Die ExperimentalRaumfahrt-InteressenGemeinschaft e.V. (ERIG) ist eine wissenschaftlich-studentische Vereinigung mit anerkannter Gemeinnützigkeit in Braunschweig.

Inhaltsverzeichnis

Überblick

1999 wurde die ERIG von sieben Studenten der Technischen Universität Braunschweig gegründet. Diese beschäftigten sich mit dem Entwurf und Bau von Raketen für wissenschaftliche Experimente in höheren Luftschichten. Im Jahre 2003 kam die Entwicklung eines Satellitenprojekts zur Erdbeobachtung hinzu.

Die ERIG ist ein studentischer Verein, der eigenständig von Studenten organisiert und geleitet wird. Außerdem unterstützen Professoren und Mitarbeiter verschiedener Institute der TU Braunschweig den Verein, wenn es sich um die Beantwortung aufkommender Fragen in den verschiedenen Projekten handelt.

Experimentalraketen

Die Experimentalraketen werden von der ERIG selbst entwickelt und dienen einerseits dazu, theoretisches Wissen aus Vorlesungen anzuwenden und andererseits Experimente mitfliegen zu lassen (wie beispielsweise das CanSat-Projekt).

Mephisto

Das Ziel der ERIG ist, eine Rakete für Experimente in 10 km Flughöhe zu entwickeln. Dies umfasst die Forschung an alternativen Antrieben, Steuersystemen und Raketenstrukturen.

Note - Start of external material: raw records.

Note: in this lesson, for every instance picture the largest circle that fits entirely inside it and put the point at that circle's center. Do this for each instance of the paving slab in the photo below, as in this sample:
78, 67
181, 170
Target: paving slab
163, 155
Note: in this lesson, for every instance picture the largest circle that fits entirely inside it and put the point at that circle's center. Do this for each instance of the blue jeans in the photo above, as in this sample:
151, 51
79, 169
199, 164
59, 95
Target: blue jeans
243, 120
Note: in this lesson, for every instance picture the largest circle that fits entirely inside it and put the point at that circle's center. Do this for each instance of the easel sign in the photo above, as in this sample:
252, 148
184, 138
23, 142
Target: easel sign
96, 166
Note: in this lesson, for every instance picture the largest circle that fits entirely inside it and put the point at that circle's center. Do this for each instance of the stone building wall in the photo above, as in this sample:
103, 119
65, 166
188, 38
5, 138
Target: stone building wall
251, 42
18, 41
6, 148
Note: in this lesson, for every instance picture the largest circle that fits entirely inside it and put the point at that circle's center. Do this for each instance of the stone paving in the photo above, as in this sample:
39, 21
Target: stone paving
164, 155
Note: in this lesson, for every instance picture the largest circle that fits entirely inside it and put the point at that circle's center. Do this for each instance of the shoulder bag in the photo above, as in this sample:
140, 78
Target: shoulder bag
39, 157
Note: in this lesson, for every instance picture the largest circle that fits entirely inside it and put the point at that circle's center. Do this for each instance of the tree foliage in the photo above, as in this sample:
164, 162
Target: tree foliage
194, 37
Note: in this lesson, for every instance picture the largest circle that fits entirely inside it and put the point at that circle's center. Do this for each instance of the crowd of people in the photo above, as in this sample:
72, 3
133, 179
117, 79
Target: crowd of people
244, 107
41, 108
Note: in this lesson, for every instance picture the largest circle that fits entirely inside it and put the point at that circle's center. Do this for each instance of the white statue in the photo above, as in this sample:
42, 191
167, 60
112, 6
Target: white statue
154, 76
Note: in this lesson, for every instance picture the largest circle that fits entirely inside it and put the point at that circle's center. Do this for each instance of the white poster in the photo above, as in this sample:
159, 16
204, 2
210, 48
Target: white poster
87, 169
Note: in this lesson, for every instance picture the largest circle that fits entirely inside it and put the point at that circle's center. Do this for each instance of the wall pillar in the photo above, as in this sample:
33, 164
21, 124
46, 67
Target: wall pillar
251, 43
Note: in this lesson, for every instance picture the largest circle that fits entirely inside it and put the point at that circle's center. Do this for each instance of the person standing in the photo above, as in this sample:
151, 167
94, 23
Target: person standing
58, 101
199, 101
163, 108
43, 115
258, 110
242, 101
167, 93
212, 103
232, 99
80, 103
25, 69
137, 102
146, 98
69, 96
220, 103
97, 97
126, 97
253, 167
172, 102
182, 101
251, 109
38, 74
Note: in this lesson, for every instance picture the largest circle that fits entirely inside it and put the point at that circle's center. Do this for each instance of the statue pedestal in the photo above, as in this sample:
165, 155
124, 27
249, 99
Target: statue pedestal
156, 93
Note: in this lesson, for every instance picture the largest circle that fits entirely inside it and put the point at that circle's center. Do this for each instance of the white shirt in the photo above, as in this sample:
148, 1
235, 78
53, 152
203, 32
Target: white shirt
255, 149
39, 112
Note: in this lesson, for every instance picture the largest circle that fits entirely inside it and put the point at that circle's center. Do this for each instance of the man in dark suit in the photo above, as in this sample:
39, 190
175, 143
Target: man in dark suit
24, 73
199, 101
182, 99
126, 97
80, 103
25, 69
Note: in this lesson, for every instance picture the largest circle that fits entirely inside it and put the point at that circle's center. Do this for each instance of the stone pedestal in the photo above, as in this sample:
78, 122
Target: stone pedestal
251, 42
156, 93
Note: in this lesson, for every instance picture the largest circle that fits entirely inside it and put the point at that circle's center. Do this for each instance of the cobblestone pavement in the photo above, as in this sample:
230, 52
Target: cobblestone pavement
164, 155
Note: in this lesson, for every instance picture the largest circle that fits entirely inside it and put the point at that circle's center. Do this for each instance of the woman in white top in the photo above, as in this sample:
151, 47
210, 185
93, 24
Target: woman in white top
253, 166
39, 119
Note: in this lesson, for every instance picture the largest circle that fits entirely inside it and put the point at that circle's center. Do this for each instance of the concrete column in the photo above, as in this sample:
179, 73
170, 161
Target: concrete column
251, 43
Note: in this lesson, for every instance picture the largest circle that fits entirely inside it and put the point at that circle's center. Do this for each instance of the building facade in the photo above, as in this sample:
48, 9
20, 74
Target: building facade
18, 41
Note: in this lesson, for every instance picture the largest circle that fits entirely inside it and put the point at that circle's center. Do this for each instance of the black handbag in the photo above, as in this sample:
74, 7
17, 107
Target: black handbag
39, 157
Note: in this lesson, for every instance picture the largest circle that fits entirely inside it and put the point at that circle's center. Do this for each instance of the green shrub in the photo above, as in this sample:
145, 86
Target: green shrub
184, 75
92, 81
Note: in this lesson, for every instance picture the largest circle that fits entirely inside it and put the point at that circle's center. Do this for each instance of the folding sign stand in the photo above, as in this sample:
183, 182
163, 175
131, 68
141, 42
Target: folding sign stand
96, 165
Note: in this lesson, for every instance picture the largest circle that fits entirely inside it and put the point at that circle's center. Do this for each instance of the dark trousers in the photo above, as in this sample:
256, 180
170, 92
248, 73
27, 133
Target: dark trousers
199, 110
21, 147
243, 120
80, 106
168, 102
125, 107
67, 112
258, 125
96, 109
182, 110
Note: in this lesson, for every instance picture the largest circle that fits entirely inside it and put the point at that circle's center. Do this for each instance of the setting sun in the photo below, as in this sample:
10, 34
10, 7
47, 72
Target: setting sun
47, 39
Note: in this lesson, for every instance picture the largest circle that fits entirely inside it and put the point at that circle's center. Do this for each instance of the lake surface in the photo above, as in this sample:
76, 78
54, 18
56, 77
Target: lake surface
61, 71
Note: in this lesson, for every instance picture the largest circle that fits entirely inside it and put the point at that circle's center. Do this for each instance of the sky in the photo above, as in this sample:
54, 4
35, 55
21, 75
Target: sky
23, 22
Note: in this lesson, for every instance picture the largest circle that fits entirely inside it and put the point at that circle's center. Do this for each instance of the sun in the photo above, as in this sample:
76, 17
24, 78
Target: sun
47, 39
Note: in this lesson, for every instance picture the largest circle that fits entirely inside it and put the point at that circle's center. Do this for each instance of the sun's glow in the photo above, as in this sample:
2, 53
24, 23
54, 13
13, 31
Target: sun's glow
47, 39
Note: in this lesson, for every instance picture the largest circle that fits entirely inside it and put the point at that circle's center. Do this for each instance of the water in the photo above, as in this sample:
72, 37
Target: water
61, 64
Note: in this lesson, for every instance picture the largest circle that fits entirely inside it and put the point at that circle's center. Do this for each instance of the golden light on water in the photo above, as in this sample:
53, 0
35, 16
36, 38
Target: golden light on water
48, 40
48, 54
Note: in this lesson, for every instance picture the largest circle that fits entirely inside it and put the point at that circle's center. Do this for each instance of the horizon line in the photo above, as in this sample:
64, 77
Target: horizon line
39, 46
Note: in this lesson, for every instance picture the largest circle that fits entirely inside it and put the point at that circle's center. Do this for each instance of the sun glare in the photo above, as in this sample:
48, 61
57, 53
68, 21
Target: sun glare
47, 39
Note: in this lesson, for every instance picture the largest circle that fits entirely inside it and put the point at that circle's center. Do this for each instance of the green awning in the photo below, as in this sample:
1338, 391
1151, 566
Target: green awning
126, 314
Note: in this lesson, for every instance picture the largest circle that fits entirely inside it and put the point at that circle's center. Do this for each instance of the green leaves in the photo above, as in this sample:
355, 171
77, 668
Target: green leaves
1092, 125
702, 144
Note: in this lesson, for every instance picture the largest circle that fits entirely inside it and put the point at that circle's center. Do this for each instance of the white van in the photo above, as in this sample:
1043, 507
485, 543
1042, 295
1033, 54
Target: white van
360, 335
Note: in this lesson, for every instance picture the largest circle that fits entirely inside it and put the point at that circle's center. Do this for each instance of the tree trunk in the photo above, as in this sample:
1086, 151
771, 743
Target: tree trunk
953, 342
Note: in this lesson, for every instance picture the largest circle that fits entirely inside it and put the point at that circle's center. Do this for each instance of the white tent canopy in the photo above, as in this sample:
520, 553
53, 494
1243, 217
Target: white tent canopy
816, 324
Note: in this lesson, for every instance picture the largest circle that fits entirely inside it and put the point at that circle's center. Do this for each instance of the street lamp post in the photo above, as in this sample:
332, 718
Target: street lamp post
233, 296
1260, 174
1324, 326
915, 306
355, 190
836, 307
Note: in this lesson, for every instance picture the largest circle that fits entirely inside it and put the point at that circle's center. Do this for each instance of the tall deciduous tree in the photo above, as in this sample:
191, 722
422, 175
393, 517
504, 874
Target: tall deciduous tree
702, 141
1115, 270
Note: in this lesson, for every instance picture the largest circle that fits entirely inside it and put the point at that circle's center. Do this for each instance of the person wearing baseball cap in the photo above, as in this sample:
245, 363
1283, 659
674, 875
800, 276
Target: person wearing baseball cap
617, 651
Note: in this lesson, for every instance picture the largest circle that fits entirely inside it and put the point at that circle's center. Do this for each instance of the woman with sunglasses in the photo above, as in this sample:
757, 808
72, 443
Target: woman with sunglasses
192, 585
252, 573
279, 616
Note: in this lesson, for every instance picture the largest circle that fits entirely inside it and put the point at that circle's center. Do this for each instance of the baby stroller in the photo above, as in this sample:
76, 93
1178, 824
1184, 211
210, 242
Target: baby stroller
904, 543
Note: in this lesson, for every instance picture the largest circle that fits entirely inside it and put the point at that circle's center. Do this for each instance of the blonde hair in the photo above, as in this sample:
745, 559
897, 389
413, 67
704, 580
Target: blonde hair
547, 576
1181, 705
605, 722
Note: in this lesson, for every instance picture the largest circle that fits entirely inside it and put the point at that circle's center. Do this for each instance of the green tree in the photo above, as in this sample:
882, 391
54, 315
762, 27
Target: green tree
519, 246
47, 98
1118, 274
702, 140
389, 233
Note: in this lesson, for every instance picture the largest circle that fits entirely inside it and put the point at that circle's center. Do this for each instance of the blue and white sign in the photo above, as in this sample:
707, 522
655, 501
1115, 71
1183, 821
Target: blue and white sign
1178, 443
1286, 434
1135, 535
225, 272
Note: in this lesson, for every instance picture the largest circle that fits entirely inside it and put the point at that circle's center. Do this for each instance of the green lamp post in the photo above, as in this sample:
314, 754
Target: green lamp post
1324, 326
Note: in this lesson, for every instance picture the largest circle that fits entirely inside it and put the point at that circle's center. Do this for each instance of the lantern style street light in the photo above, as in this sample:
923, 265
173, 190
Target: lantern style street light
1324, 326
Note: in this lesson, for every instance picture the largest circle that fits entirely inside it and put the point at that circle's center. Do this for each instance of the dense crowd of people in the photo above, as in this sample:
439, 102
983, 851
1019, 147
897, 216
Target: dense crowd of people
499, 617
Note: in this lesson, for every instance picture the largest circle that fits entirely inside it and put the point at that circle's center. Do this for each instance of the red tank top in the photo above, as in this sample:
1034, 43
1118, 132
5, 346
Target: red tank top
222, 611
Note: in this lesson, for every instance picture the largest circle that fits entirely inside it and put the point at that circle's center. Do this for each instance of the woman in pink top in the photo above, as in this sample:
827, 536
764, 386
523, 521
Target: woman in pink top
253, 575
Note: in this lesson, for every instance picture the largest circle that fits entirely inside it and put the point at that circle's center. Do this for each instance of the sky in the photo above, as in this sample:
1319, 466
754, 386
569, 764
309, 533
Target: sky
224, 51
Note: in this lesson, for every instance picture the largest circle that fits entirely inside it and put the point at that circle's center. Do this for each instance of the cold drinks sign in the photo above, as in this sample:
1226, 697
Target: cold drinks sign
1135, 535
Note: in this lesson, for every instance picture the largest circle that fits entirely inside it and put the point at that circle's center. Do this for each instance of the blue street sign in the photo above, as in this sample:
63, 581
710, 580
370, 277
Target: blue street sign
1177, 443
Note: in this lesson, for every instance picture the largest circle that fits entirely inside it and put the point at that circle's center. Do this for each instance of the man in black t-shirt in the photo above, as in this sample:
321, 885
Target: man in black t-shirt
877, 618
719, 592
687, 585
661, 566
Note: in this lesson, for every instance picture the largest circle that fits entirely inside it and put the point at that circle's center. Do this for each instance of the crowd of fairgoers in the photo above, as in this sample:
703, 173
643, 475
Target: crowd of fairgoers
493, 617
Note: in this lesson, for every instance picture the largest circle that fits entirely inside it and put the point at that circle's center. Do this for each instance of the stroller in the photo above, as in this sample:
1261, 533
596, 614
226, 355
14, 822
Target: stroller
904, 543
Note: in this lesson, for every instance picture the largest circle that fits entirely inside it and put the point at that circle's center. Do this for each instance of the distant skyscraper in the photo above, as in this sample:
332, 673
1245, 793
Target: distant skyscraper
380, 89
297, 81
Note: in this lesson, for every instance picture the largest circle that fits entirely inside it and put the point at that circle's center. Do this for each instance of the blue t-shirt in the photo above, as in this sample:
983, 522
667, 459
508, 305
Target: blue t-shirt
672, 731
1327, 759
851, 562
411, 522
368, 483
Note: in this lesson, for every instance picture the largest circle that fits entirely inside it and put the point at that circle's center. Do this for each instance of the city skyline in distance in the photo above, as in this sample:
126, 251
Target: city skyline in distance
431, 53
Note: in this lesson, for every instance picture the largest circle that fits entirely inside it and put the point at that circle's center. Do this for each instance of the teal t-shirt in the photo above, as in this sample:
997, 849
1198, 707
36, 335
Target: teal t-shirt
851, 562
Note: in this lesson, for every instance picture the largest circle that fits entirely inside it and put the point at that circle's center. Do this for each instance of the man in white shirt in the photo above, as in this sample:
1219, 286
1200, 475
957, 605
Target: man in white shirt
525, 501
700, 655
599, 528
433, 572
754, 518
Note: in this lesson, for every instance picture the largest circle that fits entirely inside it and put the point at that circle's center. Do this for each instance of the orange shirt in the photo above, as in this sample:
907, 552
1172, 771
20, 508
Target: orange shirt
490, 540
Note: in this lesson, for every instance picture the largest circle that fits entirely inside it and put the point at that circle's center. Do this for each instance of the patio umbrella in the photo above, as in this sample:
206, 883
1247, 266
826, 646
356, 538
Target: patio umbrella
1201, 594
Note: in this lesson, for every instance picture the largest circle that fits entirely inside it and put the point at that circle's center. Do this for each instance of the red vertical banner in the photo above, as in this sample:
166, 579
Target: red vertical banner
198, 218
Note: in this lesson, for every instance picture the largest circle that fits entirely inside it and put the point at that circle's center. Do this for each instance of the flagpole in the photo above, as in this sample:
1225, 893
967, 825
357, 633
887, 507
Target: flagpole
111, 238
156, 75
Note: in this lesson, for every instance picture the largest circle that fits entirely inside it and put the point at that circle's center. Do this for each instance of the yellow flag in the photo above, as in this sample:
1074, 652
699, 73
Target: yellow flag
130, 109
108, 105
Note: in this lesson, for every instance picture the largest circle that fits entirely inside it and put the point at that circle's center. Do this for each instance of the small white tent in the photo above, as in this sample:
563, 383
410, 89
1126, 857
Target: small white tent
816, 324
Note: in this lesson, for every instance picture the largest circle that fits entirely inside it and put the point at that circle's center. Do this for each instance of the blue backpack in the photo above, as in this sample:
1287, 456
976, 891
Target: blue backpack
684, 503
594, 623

Das Trägersystem wird die „Mephisto“ sein, die leistungsfähigste Rakete der ERIG. Ihr sind bereits vier andere Raketensysteme als eigenständige Entwicklungsstufen vorausgegangen.

Hydra

Als Antriebssystem für das 10 km-Projekt soll ein Hybridantrieb verwendet werden. Diese Art des Triebwerks stellt eine Mischung aus einem Feststoff- sowie einem Flüssigkeitsantrieb dar, da sowohl feste als auch flüssige Treibstoffkomponenten verwendet werden. Er zeichnet sich besonders durch seine relativ einfache und sichere Handhabung aus.

CanSat

Die Idee ist eine Sonde von der Größe einer Getränkedose mit der Mephisto auf eine Höhe von etwa 1000 m zu bringen. Aus dieser Höhe soll sie selbstständig zum Startplatz der Rakete zurückkehren und nebenbei beispielsweise Temperatur- oder Druckmessungen durchführen.

Kleinsatellit BEOSAT

Das Projekt Kleinsatellit beschäftigt sich mit der Planung und Entwicklung des Kleinsatelliten BEOSAT (Braunschweiger-ErdObservations-Satellit). Geplante Nutzlasten des BEOSAT sind ein Spektrometer, mit dem die Verteilung von Stickstoffdioxid auf der Erde vermessen wird, ein Weltraummüll-Sensor zur Detektierung von Raumfahrtrückständen im Weltraum und ein Magnetometer.

Der Start ist für 2009 geplant. Der Satellit wird dann in einer erdnahen Umlaufbahn von 650 km Höhe synchron zur Sonne die Erde umkreisen.